La tendance insoumise et les médias qui lui sont proches mènent depuis plusieurs mois une intense campagne contre Franceinfo, « égout médiatique » selon les propos tenus par Danièle Obono le 9 avril sur Mediapart. Selon la députée, le « système médiatique » sert « l’arrivée au pouvoir de l’extrême droite », en suivant « l’exemple de CNews ».
Une accusation qui a été préparée et ressassée dans les médias de la gauche radicale, notamment depuis un article de Pauline Bock pour Arrêt sur Images début novembre, accusant Franceinfo de « dérive éditoriale », à la suite du recrutement du tandem Melun/Devers et de la présentatrice Claire-Elisabeth Beaufort. Une émission qui a donc scandalisé pendant tout l’hiver 2025–26 Mediapart, Streetpress ou encore Blast, catastrophés à l’idée de revoir le philosophe Michel Onfray (et d’autres) sur le service public.
Vives tensions chez France TV avec l’arrivée d’Eugénie Bastié
La décision de Philippe Corbé prend encore plus de son sens lorsqu’on la compare à la tempête médiatique déclenchée par l’arrivée d’Eugénie Bastié dans L’Heure de vérité, nouvelle émission politique de France 2 préparée pour la présidentielle.
La SDJ de France 2 a publié le 5 mai un communiqué virulent intitulé « À L’Heure de vérité, “l’information n’est pas une opinion” doit rester notre boussole ». Les journalistes y dénonçaient une chroniqueuse « identifiée pour ses idées très conservatrices et souverainistes », qui « revendique clairement ses opinions » et les défend « de façon militante ».
🔴Eugénie Bastié rejoint France 2 : la Société des journalistes de France Télévisions adresse un avertissement direct à sa propre direction.
La SDJ “conteste” le choix de France TV et dénonce les “idées très conservatrices et souverainistes” de la journaliste. pic.twitter.com/Fo4LtzYot2
— Observatoire du journalisme (Ojim) (@ojim_france) May 6, 2026
Un réflexe révélateur d’un service public qui peine à accepter le pluralisme réel. Reste à savoir si la direction de France TV a sacrifié Melun et Devers, lâchant du lest pour compenser l’arrivée de la journaliste du Figaro.
Un schéma récurrent de mise au pas
Bien sûr, cette affaire croisée n’est pas isolée. Elle s’inscrit dans une longue série de recadrages opérés par l’audiovisuel public dès qu’une voix dissonante émerge. On se souvient des débats houleux autour de la présence d’Éric Zemmour à On n’est pas couché il y a plusieurs années, des départs ou des marginalisations successives de figures jugées trop « réactionnaires », comme le licenciement de Franceinfo de Jean-François Achilli en 2024, accusé d’avoir participé à l’autobiographie du président du RN, Jordan Bardella.

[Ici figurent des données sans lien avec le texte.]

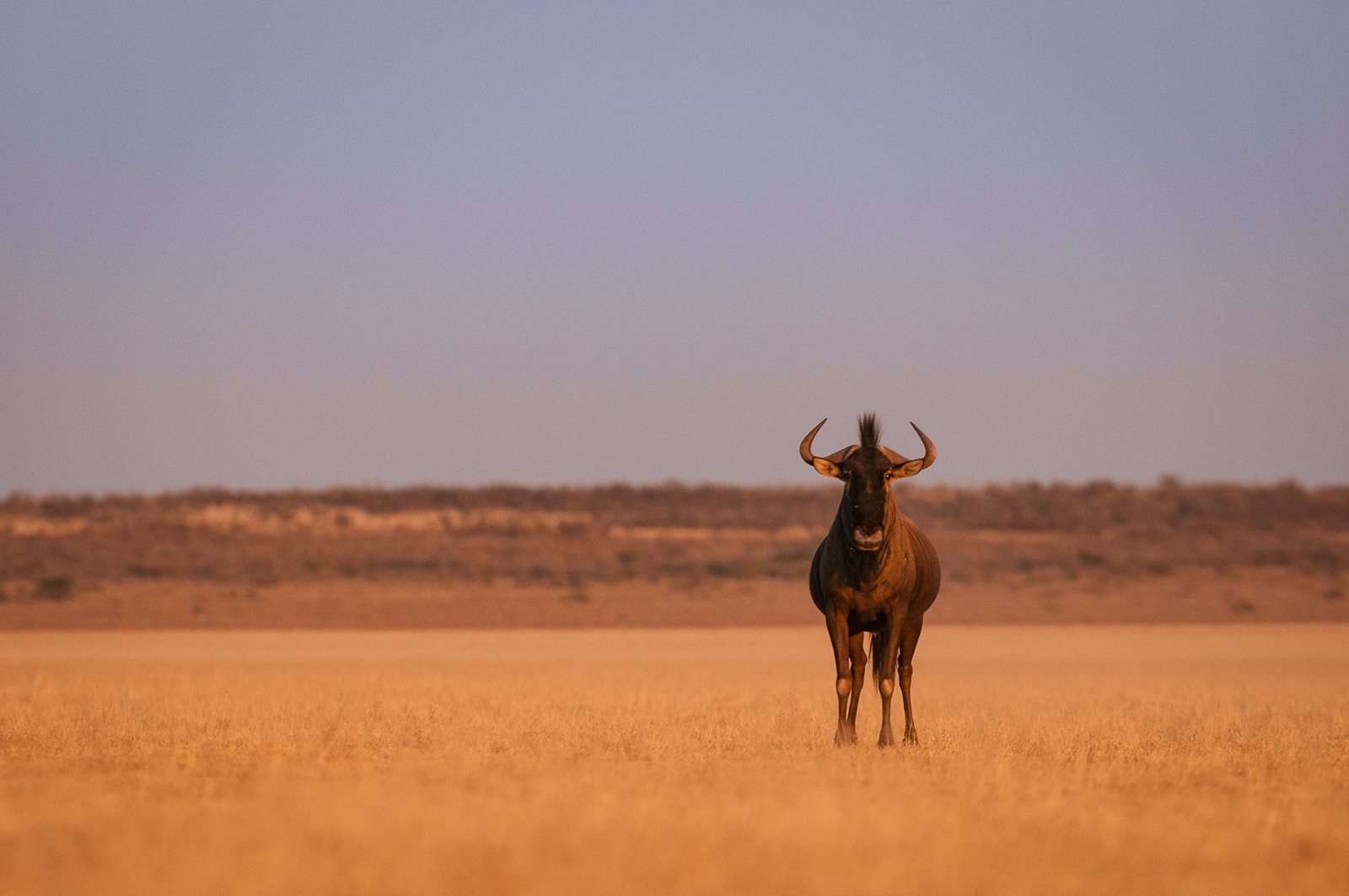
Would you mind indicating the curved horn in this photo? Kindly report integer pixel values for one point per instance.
(900, 460)
(928, 448)
(806, 443)
(825, 466)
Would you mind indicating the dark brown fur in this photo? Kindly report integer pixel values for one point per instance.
(874, 572)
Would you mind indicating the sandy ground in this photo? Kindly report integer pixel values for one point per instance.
(1266, 594)
(1054, 760)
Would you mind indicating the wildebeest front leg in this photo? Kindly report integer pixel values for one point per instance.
(889, 647)
(908, 642)
(846, 734)
(857, 652)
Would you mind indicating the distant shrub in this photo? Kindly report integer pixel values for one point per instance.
(54, 588)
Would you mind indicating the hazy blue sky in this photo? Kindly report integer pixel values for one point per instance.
(270, 244)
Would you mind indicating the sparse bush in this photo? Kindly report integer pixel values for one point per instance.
(54, 588)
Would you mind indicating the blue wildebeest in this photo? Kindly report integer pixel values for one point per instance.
(873, 572)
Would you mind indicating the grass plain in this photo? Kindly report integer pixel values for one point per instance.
(1054, 760)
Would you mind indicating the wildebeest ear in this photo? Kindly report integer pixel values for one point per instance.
(906, 469)
(830, 466)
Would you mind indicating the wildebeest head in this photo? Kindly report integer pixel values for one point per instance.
(867, 471)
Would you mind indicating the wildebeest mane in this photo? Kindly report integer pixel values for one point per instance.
(868, 429)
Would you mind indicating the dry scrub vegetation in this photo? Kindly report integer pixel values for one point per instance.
(661, 555)
(1054, 760)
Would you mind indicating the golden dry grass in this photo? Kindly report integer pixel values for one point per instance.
(1056, 760)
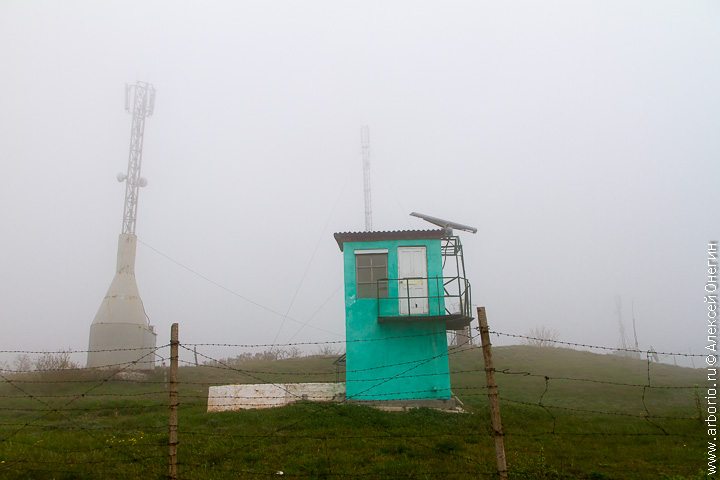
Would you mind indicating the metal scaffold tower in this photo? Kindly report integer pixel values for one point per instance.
(140, 102)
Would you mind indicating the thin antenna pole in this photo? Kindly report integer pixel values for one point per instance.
(365, 147)
(140, 102)
(618, 310)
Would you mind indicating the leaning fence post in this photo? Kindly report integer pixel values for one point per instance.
(173, 423)
(495, 419)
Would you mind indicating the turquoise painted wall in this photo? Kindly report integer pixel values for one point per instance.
(400, 360)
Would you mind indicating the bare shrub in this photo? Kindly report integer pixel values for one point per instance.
(542, 337)
(23, 363)
(327, 351)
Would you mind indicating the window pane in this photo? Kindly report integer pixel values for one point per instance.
(379, 273)
(366, 290)
(369, 268)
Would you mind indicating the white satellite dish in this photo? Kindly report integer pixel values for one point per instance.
(448, 225)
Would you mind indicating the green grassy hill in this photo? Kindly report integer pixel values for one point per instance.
(566, 413)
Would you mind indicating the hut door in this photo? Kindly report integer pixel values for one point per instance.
(412, 280)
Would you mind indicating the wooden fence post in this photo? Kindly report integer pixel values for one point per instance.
(173, 423)
(495, 419)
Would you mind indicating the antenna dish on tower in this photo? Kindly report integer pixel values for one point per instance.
(448, 225)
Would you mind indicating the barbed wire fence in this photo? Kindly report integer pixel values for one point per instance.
(115, 418)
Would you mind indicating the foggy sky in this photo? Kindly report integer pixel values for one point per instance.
(580, 138)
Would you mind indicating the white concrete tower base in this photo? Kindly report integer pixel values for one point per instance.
(120, 324)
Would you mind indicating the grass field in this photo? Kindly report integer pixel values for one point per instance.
(588, 419)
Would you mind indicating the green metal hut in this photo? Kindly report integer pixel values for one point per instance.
(398, 308)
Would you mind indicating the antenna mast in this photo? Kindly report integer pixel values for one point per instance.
(140, 102)
(365, 146)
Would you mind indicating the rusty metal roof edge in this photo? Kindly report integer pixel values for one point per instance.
(342, 237)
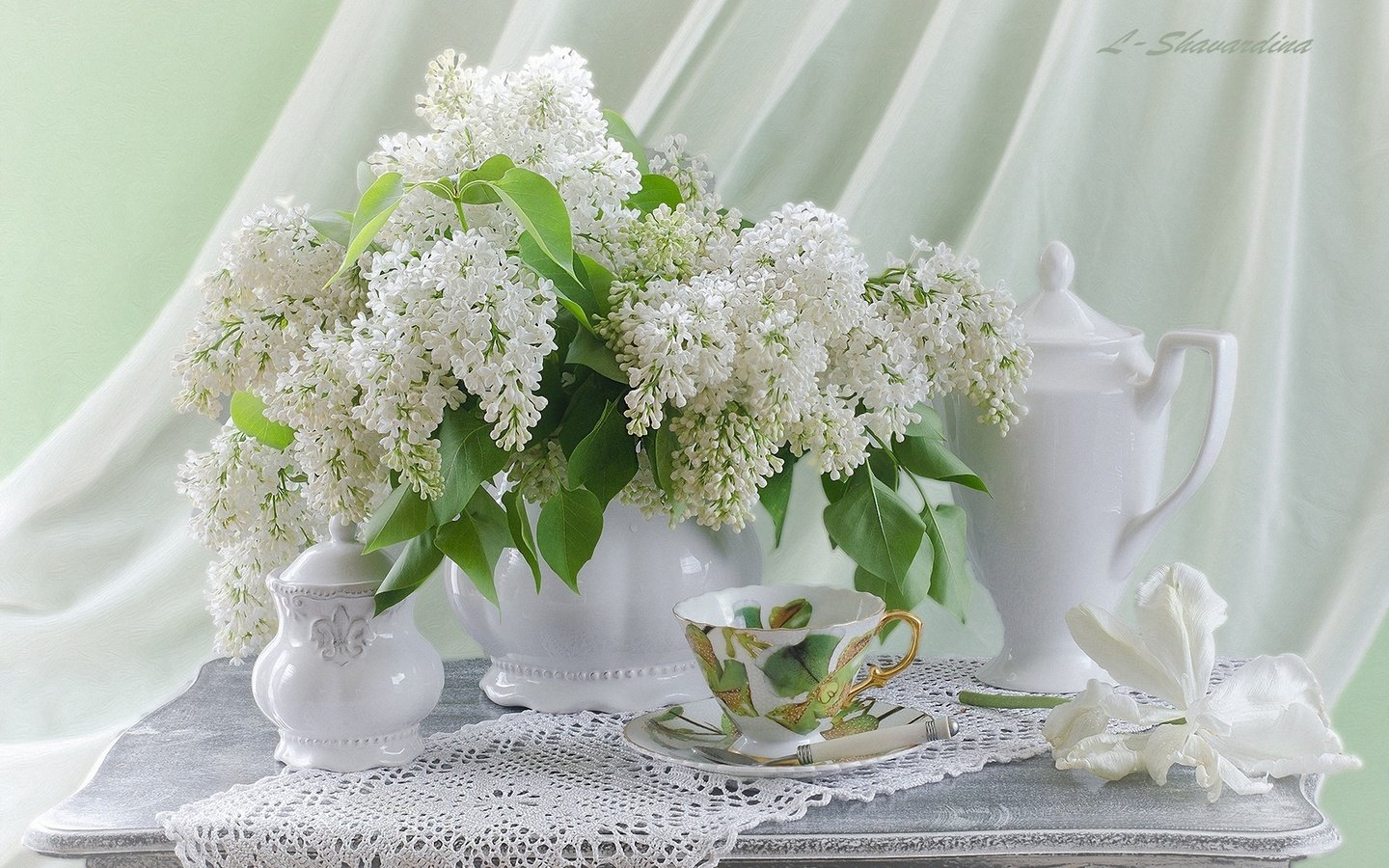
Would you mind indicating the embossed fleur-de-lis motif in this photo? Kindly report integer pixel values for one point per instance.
(340, 637)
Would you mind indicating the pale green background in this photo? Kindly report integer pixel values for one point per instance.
(123, 129)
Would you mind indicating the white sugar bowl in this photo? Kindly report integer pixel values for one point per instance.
(346, 688)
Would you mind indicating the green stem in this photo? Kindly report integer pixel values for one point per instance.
(997, 700)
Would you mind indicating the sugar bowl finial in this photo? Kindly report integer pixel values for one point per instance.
(1056, 267)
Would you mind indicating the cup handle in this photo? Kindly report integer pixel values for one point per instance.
(877, 677)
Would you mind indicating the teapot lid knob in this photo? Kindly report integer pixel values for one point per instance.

France Télévisions et Radio France ont longtemps revendiqué un rôle de « service public » au-dessus des partis. La réalité est plus prosaïque : une culture maison profondément ancrée à gauche, renforcée par des recrutements endogames et une proximité sociologique avec les milieux parisiens les plus progressistes.

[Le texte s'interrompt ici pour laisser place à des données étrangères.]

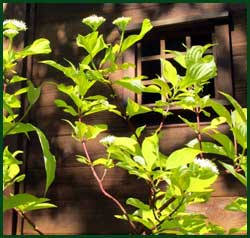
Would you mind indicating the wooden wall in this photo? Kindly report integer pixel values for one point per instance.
(82, 209)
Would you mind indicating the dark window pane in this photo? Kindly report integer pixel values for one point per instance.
(201, 39)
(151, 68)
(208, 89)
(175, 43)
(150, 97)
(150, 47)
(180, 70)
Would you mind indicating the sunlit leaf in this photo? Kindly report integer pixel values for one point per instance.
(181, 157)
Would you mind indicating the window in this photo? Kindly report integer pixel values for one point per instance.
(171, 35)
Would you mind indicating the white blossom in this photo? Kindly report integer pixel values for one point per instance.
(14, 24)
(10, 33)
(104, 103)
(206, 164)
(122, 22)
(108, 140)
(93, 21)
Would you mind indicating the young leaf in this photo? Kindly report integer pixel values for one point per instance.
(220, 110)
(193, 55)
(236, 105)
(231, 169)
(150, 150)
(94, 131)
(82, 159)
(181, 157)
(169, 72)
(17, 78)
(33, 93)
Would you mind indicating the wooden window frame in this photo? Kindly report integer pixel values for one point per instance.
(221, 36)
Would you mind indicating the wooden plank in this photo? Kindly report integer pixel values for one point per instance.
(214, 210)
(65, 148)
(71, 183)
(96, 217)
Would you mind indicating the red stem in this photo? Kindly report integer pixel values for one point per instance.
(199, 130)
(105, 193)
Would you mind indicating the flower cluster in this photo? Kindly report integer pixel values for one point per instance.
(206, 164)
(14, 25)
(94, 22)
(122, 22)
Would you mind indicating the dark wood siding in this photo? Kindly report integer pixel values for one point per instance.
(81, 207)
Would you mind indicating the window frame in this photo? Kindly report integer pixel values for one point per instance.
(221, 25)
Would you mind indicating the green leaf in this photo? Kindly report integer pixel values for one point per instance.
(201, 185)
(169, 72)
(134, 108)
(67, 108)
(193, 55)
(49, 158)
(150, 150)
(220, 110)
(165, 90)
(91, 43)
(33, 93)
(17, 78)
(137, 203)
(181, 157)
(126, 143)
(132, 39)
(139, 130)
(21, 91)
(40, 46)
(201, 72)
(94, 131)
(238, 205)
(231, 169)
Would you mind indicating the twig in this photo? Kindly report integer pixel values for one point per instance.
(105, 193)
(199, 137)
(25, 217)
(123, 112)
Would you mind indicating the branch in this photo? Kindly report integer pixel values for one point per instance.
(33, 225)
(105, 193)
(199, 137)
(123, 112)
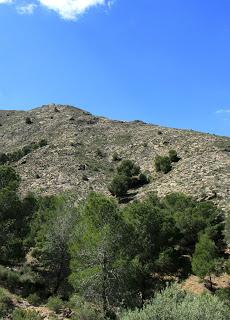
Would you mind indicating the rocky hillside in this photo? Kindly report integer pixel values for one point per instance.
(79, 153)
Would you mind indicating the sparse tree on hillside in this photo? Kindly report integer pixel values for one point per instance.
(95, 251)
(204, 259)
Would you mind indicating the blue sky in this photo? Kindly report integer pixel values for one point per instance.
(165, 62)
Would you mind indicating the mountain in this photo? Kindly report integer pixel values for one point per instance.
(79, 153)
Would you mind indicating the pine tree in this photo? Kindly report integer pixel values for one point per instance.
(204, 259)
(95, 251)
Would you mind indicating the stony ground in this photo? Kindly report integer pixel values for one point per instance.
(78, 157)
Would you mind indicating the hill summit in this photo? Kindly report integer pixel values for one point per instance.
(77, 154)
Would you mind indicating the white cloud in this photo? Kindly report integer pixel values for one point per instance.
(221, 111)
(5, 1)
(67, 9)
(71, 9)
(27, 9)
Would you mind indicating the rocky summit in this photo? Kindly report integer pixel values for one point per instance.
(78, 154)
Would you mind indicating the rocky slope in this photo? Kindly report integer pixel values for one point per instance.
(80, 149)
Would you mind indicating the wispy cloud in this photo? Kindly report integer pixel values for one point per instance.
(223, 111)
(71, 9)
(66, 9)
(5, 1)
(27, 9)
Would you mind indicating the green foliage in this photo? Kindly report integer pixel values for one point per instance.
(224, 295)
(21, 314)
(56, 304)
(163, 164)
(204, 258)
(84, 310)
(5, 303)
(119, 185)
(227, 228)
(100, 153)
(173, 156)
(3, 158)
(95, 251)
(15, 215)
(34, 299)
(8, 178)
(28, 120)
(151, 233)
(128, 168)
(175, 304)
(192, 217)
(116, 157)
(128, 176)
(51, 231)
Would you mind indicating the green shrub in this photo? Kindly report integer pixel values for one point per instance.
(3, 158)
(119, 185)
(173, 156)
(175, 304)
(21, 314)
(34, 299)
(143, 179)
(128, 168)
(100, 153)
(5, 303)
(116, 157)
(28, 120)
(224, 295)
(83, 310)
(163, 164)
(55, 303)
(43, 143)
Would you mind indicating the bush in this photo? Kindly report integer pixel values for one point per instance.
(5, 303)
(3, 158)
(173, 156)
(83, 310)
(175, 304)
(116, 157)
(55, 303)
(8, 178)
(28, 120)
(119, 186)
(21, 314)
(34, 299)
(143, 179)
(128, 168)
(43, 143)
(163, 164)
(100, 153)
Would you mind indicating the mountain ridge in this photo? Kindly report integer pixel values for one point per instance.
(80, 149)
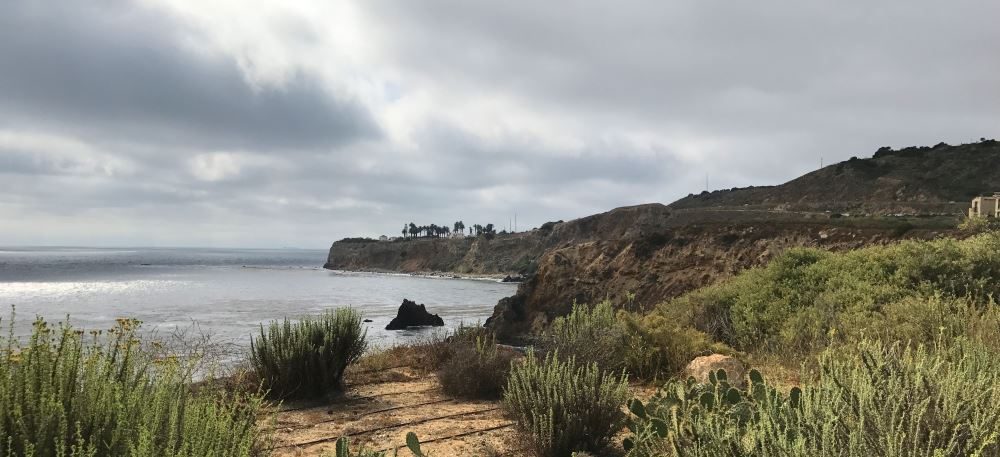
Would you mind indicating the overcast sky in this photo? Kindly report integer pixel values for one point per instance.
(296, 123)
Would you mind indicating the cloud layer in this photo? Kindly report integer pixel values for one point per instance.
(168, 122)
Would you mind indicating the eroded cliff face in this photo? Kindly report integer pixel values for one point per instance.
(660, 265)
(501, 255)
(504, 254)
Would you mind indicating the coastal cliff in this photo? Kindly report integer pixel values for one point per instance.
(641, 255)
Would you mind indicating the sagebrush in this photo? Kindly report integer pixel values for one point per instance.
(66, 392)
(885, 399)
(476, 367)
(307, 359)
(562, 407)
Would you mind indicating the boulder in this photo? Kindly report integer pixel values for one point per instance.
(411, 314)
(700, 367)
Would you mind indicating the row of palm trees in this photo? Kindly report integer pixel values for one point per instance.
(412, 230)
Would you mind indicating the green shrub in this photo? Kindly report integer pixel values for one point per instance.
(70, 394)
(475, 368)
(881, 399)
(658, 347)
(806, 299)
(589, 334)
(562, 407)
(307, 359)
(343, 449)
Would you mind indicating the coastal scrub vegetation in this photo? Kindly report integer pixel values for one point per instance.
(307, 359)
(892, 399)
(69, 393)
(808, 299)
(475, 367)
(562, 406)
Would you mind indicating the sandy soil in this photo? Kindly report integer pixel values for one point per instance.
(380, 408)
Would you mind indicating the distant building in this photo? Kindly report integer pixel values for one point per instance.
(986, 206)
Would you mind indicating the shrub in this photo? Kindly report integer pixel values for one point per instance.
(64, 393)
(881, 399)
(343, 449)
(806, 299)
(656, 346)
(307, 359)
(475, 368)
(562, 407)
(589, 335)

Vers une présidentielle sous contrôle narratif ?
🚨La journaliste de BFMTV Neïla Latrous va être nommée chef du service politique de France télévisions en vue de la présidentielle 2027 : en 2024, elle avait provoqué un tollé en niant le lien entre immigration musulmane et antisémitisme. pic.twitter.com/BnF9dZZVyY
— Observatoire du journalisme (Ojim) (@ojim_france) February 10, 2026
De surcroît À l’approche de 2027, l’enjeu dépasse le sort de deux jeunes polémistes et d’Eugénie Bastié. Il s’agit de savoir si le service public, financé par la redevance de tous les contribuables, remplira sa mission d’information pluraliste ou s’il continuera de filtrer les débats avec partialité. La reconfiguration du service politique de France Télévisions, confiée à Neïla Latrous venue de BFMTV, et les réductions budgétaires n’ont pas semblé modifier en profondeur cette culture.